Wednesday, July 14, 2010

Metal Trades Disappointed at NGS Restructure Announcement; Hopeful That a New Strategic Alternative at Avondale Can Emerg

The following is a statement from Ronald Ault, President of the Metal Trades Department of the AFL-CIO in response to the announcement by Northrop Grumman Shipbuilding that it will consolidate its shipbuilding capacity into its Pascagoula, Mississippi shipyard.

Northrop Grumman Corporation’s announcement that it will consolidate its Gulf Shipbuilding operation is disappointing and regrettable. The Metal Trades Department recognizes the inevitability of that news given the Navy’s earlier decision to constrain its shipbuilding budget, but that doesn’t make the potential impact on workers at the Avondale yard any less painful. Nor does it make a total shutdown inevitable. The Metal Trades and a number of our key affiliates—specifically the International Brotherhood of Electrical Workers (IBEW) and the International Brotherhood of Boilermakers (IBB)—began a serious campaign to sustain Avondale on May 10, 2010, but we were cautioned against going “public” with our concerns at that time by the Company and members of Congress, each of whom told us that publicity might upset “delicate negotiations” seeking a solution. Obviously, those authorities were unable to achieve that solution.

The economy of the Gulf region is on life support. Shipbuilding is the largest single employer in the region. The combined impact of the Metal Trades-represented Northrop Grumman shipyards in New Orleans and Pascagoula is $12.6 billion—six times that of the seafood industry. If Avondale, which represents 40 percent of the region’s shipbuilding industry, disappears—the economic impact will be devastating. We can’t blame shipbuilding woes on the oil spill or on a catastrophic storm; but we can say that the demise of Gulf Coast shipbuilding is the result of neglect—benign or otherwise. Regardless of the cause, it is an unacceptable outcome.

We reiterate, for the benefit of the Obama Administration, Congress, elected officials at every level and the American people, America needs a shipbuilding industry. We are rapidly nearing the tipping point where any further loss of capacity may mean that the industry could go from shallow breathing into a comatose state. Any shutdown of a large shipbuilding facility corrodes our strategic national interest and ripples throughout our economy subtracting good paying jobs not just in direct ship construction in the Gulf region, but in the thousands of large and small enterprises that feed the shipbuilding industry’s needs for components. America has neither the resources nor the national resolve to recreate such resources from scratch.

It is clear that New Orleans and its surrounding areas can ill afford to lose one of the last reservoirs of decent middle class jobs that exist today. The economic circumstances for this area cry out for attention and urgent action. We stand ready to help.

We intend to hold Northrop Grumman to its promise to work to explore alternative uses for the facility even before work on the two remaining Navy vessels now under construction.

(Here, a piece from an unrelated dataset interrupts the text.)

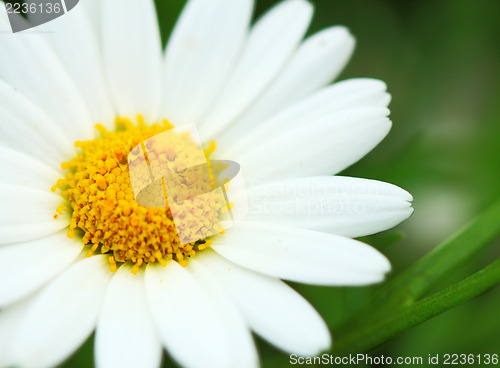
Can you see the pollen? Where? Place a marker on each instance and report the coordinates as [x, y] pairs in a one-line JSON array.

We will encourage collaboration among private investors, elected officials at the federal state and local level, and the Obama Administration, to work with us to develop a strategic alternative to the complete dissolution of the Avondale facility. We believe that—through a combination of innovation, vision and courage—a new enterprise can emerge that can utilize the skills of the Avondale workforce to address urgent national needs for shipbuilding and energy applications.

It would only take a small measure of policy adjustment—such as stricter enforcement of the Jones Act, especially as it applies to the offshore oil industry; and DOD’s abandonment of its long-term ship leasing policy—to breathe new life into private shipbuilding. We believe that Avondale could economically produce ships for a domestic market as long as that domestic market can be nurtured by rational and stable policies.

Among the other options that can and should be pursued would be the conversion of portions of the Avondale yard to construction of containment vessels for nuclear facilities. At present, there is no domestic source for those vessels and their construction process is not significantly different from that of shipbuilding. The Metal Trades and our affiliates have been suggesting these remedies in various forms for over two decades.
The Metal Trades Department of the AFL-CIO is an umbrella organization comprised of 17 national and international unions. Chartered in 1908, the Department negotiates collective bargaining agreements and coordinates representation in shipyards, nuclear facilities, manufacturing, mining and petrochemical operations throughout the United States.